Não binária e #sapatrans, como assim? #2
No Dia da Visibilidade Trans 2018, enquanto esperava a publicação do artigo que partilha nome com este aqui na Subjetiva, li um texto de Raíssa Éris Grimm, que achei fantástico! O texto dela, em vários momentos, dialoga com o meu, e imediatamente percebi que iria escrever mais.
Os meus caminhos e os de Raíssa se cruzaram em redes sociais há alguns anos, mas apenas agora estabelecemos algum contato. Confesso minha condição de fã dos textos dela. O texto em questão, publicado no Medium é ¨Resistências sapatrans: notas sobre visibilidade trans lésbica¨. Recomendo lê-lo, antes de continuar, assim como o meu anterior, claro:
Voltaram? Então sigamos…
Meu texto, como usual, é primeiro didático e termina com vivência pessoal, enquanto o de Raíssa é mais focado na sua vivência, embora muito didático. Falamos das mesmas coisas, de identidades, de ressignificar conceitos, de ocupar espaços. Mas minhas posições surgem cautelosas, por conta de minhas próprias vivências.
Dois momentos nestas vivências destacam-se, em tudo o que moldou essa minha posição.
Minha construção como pessoa não binária partiu de um entendimento ainda infantil de que eu não era um “menino” — e como estamos falando de alguém que teve sua infância nos anos 1970, por mais nerd que eu fosse (e eu era bastante), não tinha como saber nada sobre não binaridade de gênero, ninguém sabia. Mas lá pelo começo dos anos 1980 eu já sabia o que era uma mulher trans, e assim me identificava. Embora essencialmente tenha ficado no armário, tentando me enquadrar nos papéis designados da melhor forma possível — sem total sucesso, mas com muito sofrimento interior.
Não foi antes da faixa dos trinta anos que fiz algum movimento de transição, já falei um pouco desta época em outros textos, e eventualmente pretendo escrever bem mais. Basta dizer que sentia que algo estava errado, eu não conseguia me encaixar na narrativa de mulher trans e nem de travesti. Por isso, além de outros motivos, parei o processo de transição, voltei atrás e direto para o casulo.
Mas meus afetos, esses sempre foram muito centrados em mulheres (cis, trans). E nessa época — primeira metade dos anos 2000 — eu me considerava trans lésbica.
Demoraram vários anos até eu começar a descobrir e entender mais minha identidade não binária. Enquanto tentava me definir, começava a exercer e construir minha identidade em ambientes de acolhimento, mas principalmente online, inclusive sofri um ataque transfóbico. E digo ataque porque foi ato coordenado de várias pessoas cisativistas, como diz Daniela Andrade, em postagens e comentários. Este perfil do Facebook, que eu tinha desde 2006, foi encerrado em meados de 2015. Não estava com estrutura para passar por isso.
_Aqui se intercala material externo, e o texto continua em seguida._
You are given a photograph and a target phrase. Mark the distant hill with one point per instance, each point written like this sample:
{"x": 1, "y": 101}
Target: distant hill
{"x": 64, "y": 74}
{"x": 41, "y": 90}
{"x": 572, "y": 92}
Este foi um fato que hoje me inspira cautelas, de ordem muito emocional.
Outro momento me inspira cautela por motivo puramente intelectual. Ainda na minha transição no início da década de 2000, que também foi um momento de crescimento da internet, várias vezes vi homens hétero cisgêneros, jocosamente dizendo que eram “lésbicas presas em corpos de homens”, algo a se repudiar, claro.
Mas essas falas me inspiram os cuidados ao me posicionar quanto à lesbiandade, afinal, em 90% do tempo, a leitura social que fazem de mim é de “homem”.
Nas “regiões” anglófonas das redes sociais é comum — mas não indisputado — pessoas não binárias que amam mulheres (NBLW — Non Binary person Loving Women) e se alinham com mulheridades (como eu, mas uso o termo transfeminina para indicar este alinhamento, conforme expliquei no artigo anterior) reivindiquem a lesbiandade.
Mas por aqui, no País das Maravilhas, onde as pessoas trans e as não binárias ainda não estão dialogando muito — talvez porque nós, pessoas não binárias, não estejamos sequer dialogando entre nós, e com essa intolerância em alto grau na sociedade em geral, ainda há um longo caminho de (des)construção para chegarmos a este ponto.
Então, sim, deixando por um momento a cautela (como fruto do diálogo entre os textos) de lado: sou trans não binária lésbica. Vivenciando a lesbiandade com minhas especificidades e experiências próprias.
Mas por enquanto, ainda prefiro “brincar” e me afirmar através da hashtag #sapatrans.